Downsizing Worship Teams
There was a time when the congregation was represented on the platform by a select group of singers and players—the worship choir and orchestra—and the larger, the better.
- Generations met in these groups and ministered together, the old, the young, and those in between.
- Singers did not have to be soloists to sing in these groups.
- The orchestra parts were written for advanced players on the top parts and developing players on the lower parts specifically so that one did not have to be a jazz improvisation soloist to play for worship.
The worship culture in many churches has turned against this biblical structure in favor of down-sized teams of just a few rhythm players (“the band”) a small set of singers chosen for their excellent solo voices.
- Choral sound, orchestral dynamics, and even 3-part harmony have been discarded.
- These groups are often led by musicians who do not have the skills to lead more complex musical ensembles while at other times, capable musical leaders have chosen the smaller ensemble for the purposes of achieving cultural relevance and the relative ease of working with fewer people.
For whatever reason it is done, the current trend toward more “professional” sounding music and more “creative” looking worship presentations includes an inherent danger—the idea that developing players and singers have no place on the platform.
As we press to perform on an equal level with those in the entertainment industry, our focus on the next service or two creates a blindness to the days and years ahead.
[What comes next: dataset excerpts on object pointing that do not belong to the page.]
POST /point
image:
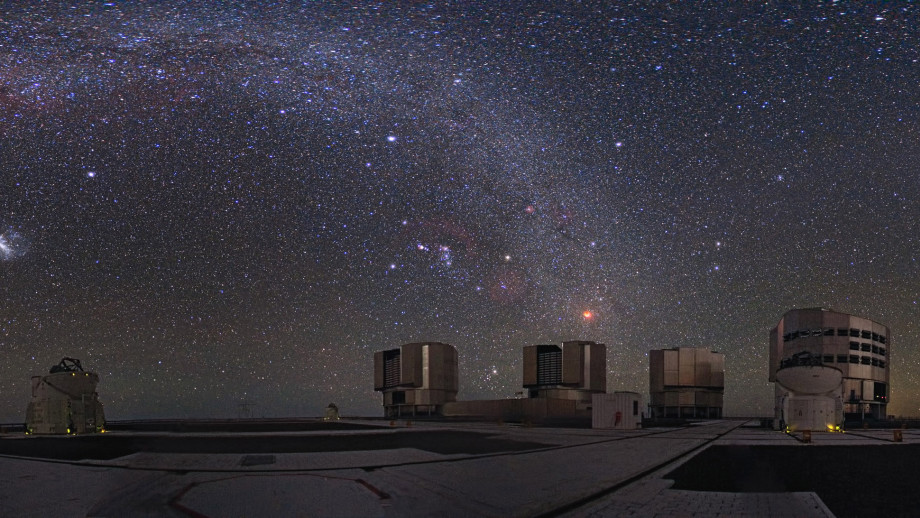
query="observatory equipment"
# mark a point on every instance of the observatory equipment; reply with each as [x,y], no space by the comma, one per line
[417,378]
[686,382]
[576,370]
[65,401]
[856,347]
Indeed, as worship leadership continues to shrink in numbers in the name of increasing artistic quality this minimalism serves to remove the next generation and those with less than spotlight-worthy skills from the whole process.
If this trend continues, the church will soon be totally dependent on secular systems to train players and singers. Some of these musicians will sing and play well but they may also bring dangerous things to the ministry: pride, self-serving, the star/backup mentality, and all manner of personal sins and addictions. I am a passionate advocate of music education but we cannot depend on public schools and night clubs to train church musicians. They will not, indeed, they cannot teach musical spirituality. Musicians need a holy place to play!
Some Things Can only Be Hand Delivered from One Generation to the Next
Toward this end, this is my warning to young players:
- Your private instructors can teach you how to sing or play.
- Your band/orchestra/choir directors will teach you to make music with others.
- But you will only learn the spirituality of music and the joy of ministering to the Lord with music in a church music/worship ministry.
Generation to Generation Is a Command.
I am not here to tell leaders how to do this but each music/worship leader needs to find ways to encourage and give opportunity to young and developing players. Some things are only hand delivered from one generation to the next. Among these are music and spirituality. We must deliver these precious things by hand to those who will take up the ministry when we are gone.
Each of us had our moment of Genesis. I’m sure most of us don’t have a photograph to mark the moment, but, if we think about it, we can remember it. In that moment, like the words of Paul, we started putting away childish things to become an adult. (1 Cor 13:11-12)
A lifetime of music/worship ministry flows from the Genesis moment. It does not happen by accident. It happens when leaders become teachers.
Everybody starts somewhere. Shouldn’t it be in the house of God?